As we entered 2006, you couldn't help but notice the myriad forces steering the benefits industry. Not since the rise of managed care has change been so irrepressible.
Technology is certainly one of the big catalysts. For benefits brokers selling group and voluntary products, there are five key trends driving the use of technology for both agency management and client service.
1. CDHP adoption. Adoption rates of consumer-driven health plans vary by region. Our survey of 283 companies from 41 states reveals 32% of businesses of all sizes plan to offer a CDHP option–that is, a health savings account or health reimbursement arrangement. Most of these employers are located in the Midwest and Southeast.
Brokers in regions that have been slow to adopt must be prepared to act quickly. In the Northeast, the number of employers currently offering HSAs (13%) is very low. However, that number doubles (26%) when asked if they are planning to offer HSAs this year. Once interest is demonstrated, adoption will move rapidly, and Web-enabled access to information and plan options will become a critical requirement for success.
2. Commission compression. Being a benefits broker is not as profitable as it used to be. Broker commissions will continue to shrink as carriers look to capitate commissions on a per-head basis and consumer-driven health plans, which pay lower commissions, gain market share. Shrinking commissions will require brokers to become more efficient to maintain profitability. Sure, client relationships will still require nurturing, but to compete, agencies must run as tightly as possible.
Technology will play a major role in achieving peak effectiveness. Brokers will demand quality solutions and expect extensive support and training. New technological developments in the areas of agency management and employee self-service are improving benefits practices across the nation. The best agencies will possess a broker-centric agency management system and set up portals for benefits management and employee self-service.
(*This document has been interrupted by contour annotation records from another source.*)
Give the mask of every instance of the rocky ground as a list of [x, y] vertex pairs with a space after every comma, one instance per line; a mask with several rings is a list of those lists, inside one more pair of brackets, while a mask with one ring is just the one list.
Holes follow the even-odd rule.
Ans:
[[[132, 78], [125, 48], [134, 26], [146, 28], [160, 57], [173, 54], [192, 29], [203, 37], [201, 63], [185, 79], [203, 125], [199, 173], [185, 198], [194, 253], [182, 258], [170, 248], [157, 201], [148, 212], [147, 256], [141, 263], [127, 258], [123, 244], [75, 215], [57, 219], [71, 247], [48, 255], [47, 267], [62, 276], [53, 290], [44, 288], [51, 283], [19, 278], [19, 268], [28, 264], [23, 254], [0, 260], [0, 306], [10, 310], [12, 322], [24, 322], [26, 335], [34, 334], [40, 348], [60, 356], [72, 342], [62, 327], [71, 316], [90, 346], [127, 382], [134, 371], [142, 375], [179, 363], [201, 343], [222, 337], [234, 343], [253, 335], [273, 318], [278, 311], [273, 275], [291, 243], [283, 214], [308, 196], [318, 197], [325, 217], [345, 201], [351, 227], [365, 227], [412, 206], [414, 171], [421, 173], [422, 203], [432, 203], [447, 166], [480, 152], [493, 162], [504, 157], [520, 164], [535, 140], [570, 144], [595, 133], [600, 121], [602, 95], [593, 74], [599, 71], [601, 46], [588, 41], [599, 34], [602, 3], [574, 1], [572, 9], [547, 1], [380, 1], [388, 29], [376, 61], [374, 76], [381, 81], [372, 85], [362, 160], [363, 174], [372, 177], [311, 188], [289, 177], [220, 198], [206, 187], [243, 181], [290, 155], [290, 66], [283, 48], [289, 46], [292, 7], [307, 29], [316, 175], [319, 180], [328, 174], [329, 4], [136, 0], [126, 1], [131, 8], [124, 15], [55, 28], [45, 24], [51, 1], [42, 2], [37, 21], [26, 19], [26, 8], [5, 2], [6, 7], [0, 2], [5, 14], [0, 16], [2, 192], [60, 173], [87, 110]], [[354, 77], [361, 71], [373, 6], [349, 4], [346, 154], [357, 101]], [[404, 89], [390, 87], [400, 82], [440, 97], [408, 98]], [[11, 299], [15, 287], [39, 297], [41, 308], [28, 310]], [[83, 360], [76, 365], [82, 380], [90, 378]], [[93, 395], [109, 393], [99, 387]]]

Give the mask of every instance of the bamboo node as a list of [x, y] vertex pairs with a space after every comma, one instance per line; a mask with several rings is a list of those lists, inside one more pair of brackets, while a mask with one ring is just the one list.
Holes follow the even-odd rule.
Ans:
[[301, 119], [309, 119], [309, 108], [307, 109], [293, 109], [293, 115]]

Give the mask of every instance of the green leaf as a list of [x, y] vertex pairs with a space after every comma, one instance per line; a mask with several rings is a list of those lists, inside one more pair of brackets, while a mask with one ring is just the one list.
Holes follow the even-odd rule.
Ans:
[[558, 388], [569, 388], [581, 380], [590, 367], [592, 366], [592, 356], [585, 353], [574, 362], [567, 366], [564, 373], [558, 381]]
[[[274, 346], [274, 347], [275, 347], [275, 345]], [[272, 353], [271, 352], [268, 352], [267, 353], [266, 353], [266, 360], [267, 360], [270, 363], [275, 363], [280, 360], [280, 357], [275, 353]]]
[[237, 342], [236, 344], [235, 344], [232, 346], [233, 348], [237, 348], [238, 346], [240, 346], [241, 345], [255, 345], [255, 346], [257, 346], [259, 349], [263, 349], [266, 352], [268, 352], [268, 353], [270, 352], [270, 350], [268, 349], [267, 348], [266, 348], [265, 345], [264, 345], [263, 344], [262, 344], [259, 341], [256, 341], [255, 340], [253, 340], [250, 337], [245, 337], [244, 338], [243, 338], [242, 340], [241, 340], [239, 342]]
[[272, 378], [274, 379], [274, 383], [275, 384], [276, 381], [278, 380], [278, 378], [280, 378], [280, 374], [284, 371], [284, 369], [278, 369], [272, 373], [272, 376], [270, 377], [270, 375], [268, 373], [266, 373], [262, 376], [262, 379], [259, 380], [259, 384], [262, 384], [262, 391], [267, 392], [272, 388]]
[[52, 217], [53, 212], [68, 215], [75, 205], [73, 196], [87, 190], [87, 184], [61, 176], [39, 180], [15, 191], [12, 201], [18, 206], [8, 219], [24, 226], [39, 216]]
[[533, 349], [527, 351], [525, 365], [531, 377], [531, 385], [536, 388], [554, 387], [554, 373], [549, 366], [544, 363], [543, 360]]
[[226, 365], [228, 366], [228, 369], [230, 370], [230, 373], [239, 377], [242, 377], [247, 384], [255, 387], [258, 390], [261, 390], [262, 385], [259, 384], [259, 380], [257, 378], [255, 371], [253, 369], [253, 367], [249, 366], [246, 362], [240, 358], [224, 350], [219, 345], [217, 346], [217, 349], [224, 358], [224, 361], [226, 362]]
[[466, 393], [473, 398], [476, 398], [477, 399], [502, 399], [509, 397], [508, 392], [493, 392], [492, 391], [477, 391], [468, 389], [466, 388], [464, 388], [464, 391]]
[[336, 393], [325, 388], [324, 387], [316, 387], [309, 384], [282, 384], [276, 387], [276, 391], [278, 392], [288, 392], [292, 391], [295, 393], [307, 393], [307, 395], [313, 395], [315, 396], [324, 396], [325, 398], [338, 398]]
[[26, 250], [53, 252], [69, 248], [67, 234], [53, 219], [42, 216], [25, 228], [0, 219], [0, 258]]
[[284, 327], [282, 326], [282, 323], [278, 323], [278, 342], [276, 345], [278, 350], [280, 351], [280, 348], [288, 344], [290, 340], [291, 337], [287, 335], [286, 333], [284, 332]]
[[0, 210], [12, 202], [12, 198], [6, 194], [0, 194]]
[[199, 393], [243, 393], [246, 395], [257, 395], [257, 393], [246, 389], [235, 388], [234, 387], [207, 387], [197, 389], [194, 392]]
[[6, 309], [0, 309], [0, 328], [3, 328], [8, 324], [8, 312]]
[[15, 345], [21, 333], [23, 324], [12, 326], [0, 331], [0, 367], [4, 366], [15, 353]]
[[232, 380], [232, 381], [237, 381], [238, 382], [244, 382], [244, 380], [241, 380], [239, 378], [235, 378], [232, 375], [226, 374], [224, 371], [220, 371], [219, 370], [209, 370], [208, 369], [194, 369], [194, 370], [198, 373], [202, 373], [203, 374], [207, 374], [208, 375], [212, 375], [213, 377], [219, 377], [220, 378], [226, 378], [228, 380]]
3. Mergers and acquisitions. Banks and large brokerage outfits continue to gobble up smaller broker firms to acquire instant market share. To combat the giants, some agencies have banded together to strengthen their collective resources. Firms that want to maintain profitable independence are better able to do so if they provide more effective client service and are more cost efficient. Agencies with a strong command of the latest technology will be more successful in a highly competitive environment.